Pamuk gibi Bulut olmuş, barut!
Ortadoğu ve balkonların en tehlikeli patlayıcı şu anda kendisi.
İşte onun için ben bu gün hem sevgili Ayradilli’yi, hem de doktorum Bulut’u dinleyerek eleştiri yazısı kaleme almıyor, tam tersi günü sağ salim, övgü içeren bir makaleyle kapatıp, doğruca evimin yolunu tutmak istiyorum, sıra dışı olarak.
AKP Osmangazi İlçe Başkanı Ali Yılmaz ve yönetim kurulunda birlikte görev yaptıkları bazı genç arkadaşları geldiler gazete idarehanesine ziyaret için geçen gün.
Kendisiyle daha önce tanışma fırsatı bulamamıştık, ya ne tatlı, ne şeker, ne kadar kaliteli bir adammış bu Ali Yılmaz.

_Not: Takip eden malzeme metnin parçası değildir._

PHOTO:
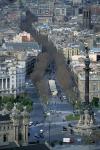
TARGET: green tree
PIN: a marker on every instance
(95, 102)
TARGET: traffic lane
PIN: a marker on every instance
(54, 131)
(38, 113)
(59, 107)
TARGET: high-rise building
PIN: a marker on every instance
(87, 18)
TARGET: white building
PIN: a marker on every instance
(12, 76)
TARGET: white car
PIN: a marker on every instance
(30, 123)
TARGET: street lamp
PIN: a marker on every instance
(48, 114)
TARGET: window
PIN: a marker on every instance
(4, 138)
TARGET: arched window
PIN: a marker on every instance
(4, 138)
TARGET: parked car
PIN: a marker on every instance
(30, 123)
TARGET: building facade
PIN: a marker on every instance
(14, 127)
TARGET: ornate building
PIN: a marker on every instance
(14, 127)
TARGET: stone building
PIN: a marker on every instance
(77, 65)
(94, 85)
(14, 127)
(71, 50)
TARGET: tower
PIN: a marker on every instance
(87, 18)
(25, 116)
(87, 70)
(15, 118)
(87, 114)
(20, 125)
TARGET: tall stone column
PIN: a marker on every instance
(16, 134)
(25, 135)
(87, 70)
(2, 83)
(6, 84)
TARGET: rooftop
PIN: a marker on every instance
(4, 117)
(29, 147)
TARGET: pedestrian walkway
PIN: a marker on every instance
(76, 147)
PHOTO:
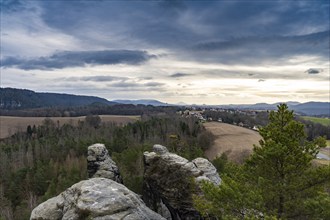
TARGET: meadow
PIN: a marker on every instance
(237, 142)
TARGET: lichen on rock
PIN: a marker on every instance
(100, 164)
(171, 180)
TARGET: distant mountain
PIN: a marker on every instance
(11, 98)
(142, 102)
(308, 108)
(313, 108)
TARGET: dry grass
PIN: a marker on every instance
(10, 125)
(235, 141)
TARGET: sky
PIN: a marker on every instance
(197, 52)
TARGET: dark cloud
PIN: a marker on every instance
(178, 75)
(66, 59)
(313, 71)
(257, 48)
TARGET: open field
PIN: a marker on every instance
(9, 125)
(234, 140)
(237, 142)
(323, 121)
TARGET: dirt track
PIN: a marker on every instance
(10, 125)
(236, 141)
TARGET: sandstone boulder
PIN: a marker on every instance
(96, 198)
(100, 164)
(171, 180)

Vallahi öyle, ironi filan yapmıyorum.
AKP Bursa İl eski başkanlarından eski Bursa Milletvekili Hayrettin Çakmak da ceketinin göğüs cebine şöyle şeytan merdiveni tarzında, akordeon gibi katlayarak mendil koymayı severdi ama O’nun ki daha çok “kelebek konmuş” gibi olurdu!

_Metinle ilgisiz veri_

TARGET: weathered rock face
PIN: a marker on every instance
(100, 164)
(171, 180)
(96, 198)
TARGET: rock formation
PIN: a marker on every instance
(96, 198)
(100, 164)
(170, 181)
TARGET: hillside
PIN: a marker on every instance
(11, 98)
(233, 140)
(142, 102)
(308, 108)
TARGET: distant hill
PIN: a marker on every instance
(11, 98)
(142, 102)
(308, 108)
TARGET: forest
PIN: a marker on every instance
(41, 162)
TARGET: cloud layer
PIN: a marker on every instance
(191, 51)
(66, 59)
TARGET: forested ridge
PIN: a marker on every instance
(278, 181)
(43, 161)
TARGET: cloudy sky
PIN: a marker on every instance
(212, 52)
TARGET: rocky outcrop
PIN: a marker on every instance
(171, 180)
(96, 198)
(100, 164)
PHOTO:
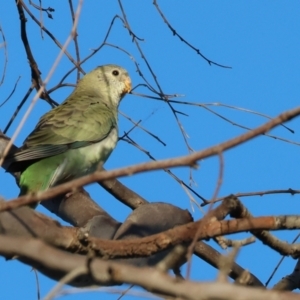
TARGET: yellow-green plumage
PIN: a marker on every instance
(76, 137)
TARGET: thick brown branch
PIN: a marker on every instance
(56, 263)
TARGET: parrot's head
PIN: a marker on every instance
(110, 82)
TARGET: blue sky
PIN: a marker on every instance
(258, 39)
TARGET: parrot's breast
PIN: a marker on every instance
(90, 157)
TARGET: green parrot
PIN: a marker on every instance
(76, 137)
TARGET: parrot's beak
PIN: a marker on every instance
(128, 86)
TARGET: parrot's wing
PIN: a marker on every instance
(73, 124)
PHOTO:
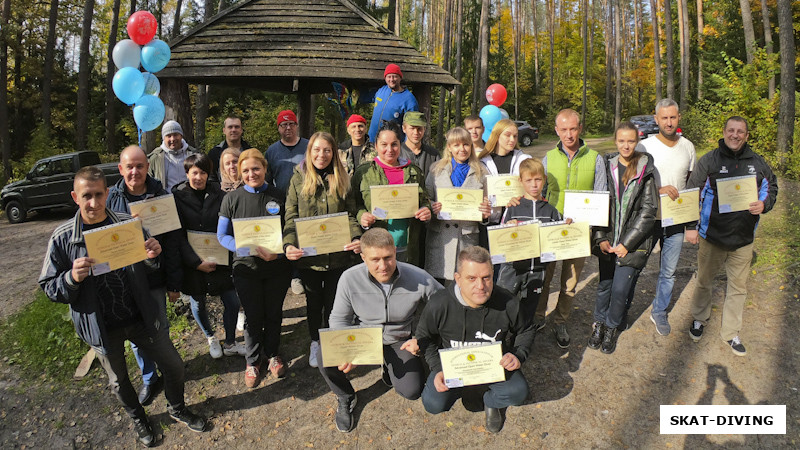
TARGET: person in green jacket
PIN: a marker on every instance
(319, 185)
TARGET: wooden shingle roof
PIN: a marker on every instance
(271, 43)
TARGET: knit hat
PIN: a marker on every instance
(392, 68)
(354, 119)
(286, 116)
(170, 127)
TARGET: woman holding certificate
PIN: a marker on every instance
(625, 244)
(261, 276)
(388, 208)
(320, 186)
(448, 232)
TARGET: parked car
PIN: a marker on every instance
(49, 183)
(527, 133)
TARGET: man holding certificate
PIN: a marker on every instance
(726, 238)
(112, 307)
(466, 315)
(380, 292)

Ali Yılmaz’ın ceket cebine şöyle doğal olarak yerleştiriverdiği beyaz mendil ne kadar da açmış, ne kadar hoş bir aksesuar olarak durmuş o gün giydiği kıyafetinin üstünde.
Üzerinde kaliteli kumaştan koyu lacivert harika bir ceket, içinde son derece şık gri çizgili bir yelek, titiz bir hanım tarafından yıkanıp kolalandıktan sonra ütülendiği her halinden belli olan dar yaka, yeni moda kar beyazı harika bir gömlek, bordo renkli kendinden desenli son derece şık bir kravat, altında dar paça, kısa kesim tarz kaşmir bir pantolon, elde işlenmiş deriden, sivri burunlu siyah rugan ayakkabılar, gözünde gri desenli kemik gözlük, sağ elinin karanfil parmağında koyu zümrüt yeşili bir taş taşıyan, özel tasarım olduğu her halinden belli, etrafı kasıp kavuran ağır bir yüzük, sol bileğinde üzerinde taşıdığı kıyafete uygun, altın suyuna batırılmış güzel modern bir saat, orta boylu, hafif keçi sakallı, ünlü Gazeteci Haluk Şahin’e benzeyen ve ilk görüşte “bu adam kesinlikle ya kalp ya da göğüs hastalıkları profesörüdür” diyebileceğiniz, enseden itibaren saç tıraşı muntazam, alnı açık, lafını sözünü bilen, her papaza günah çıkarılmayacağının farkında, oturaklı, orta yaşlı birini getirin gözünüzün önüne?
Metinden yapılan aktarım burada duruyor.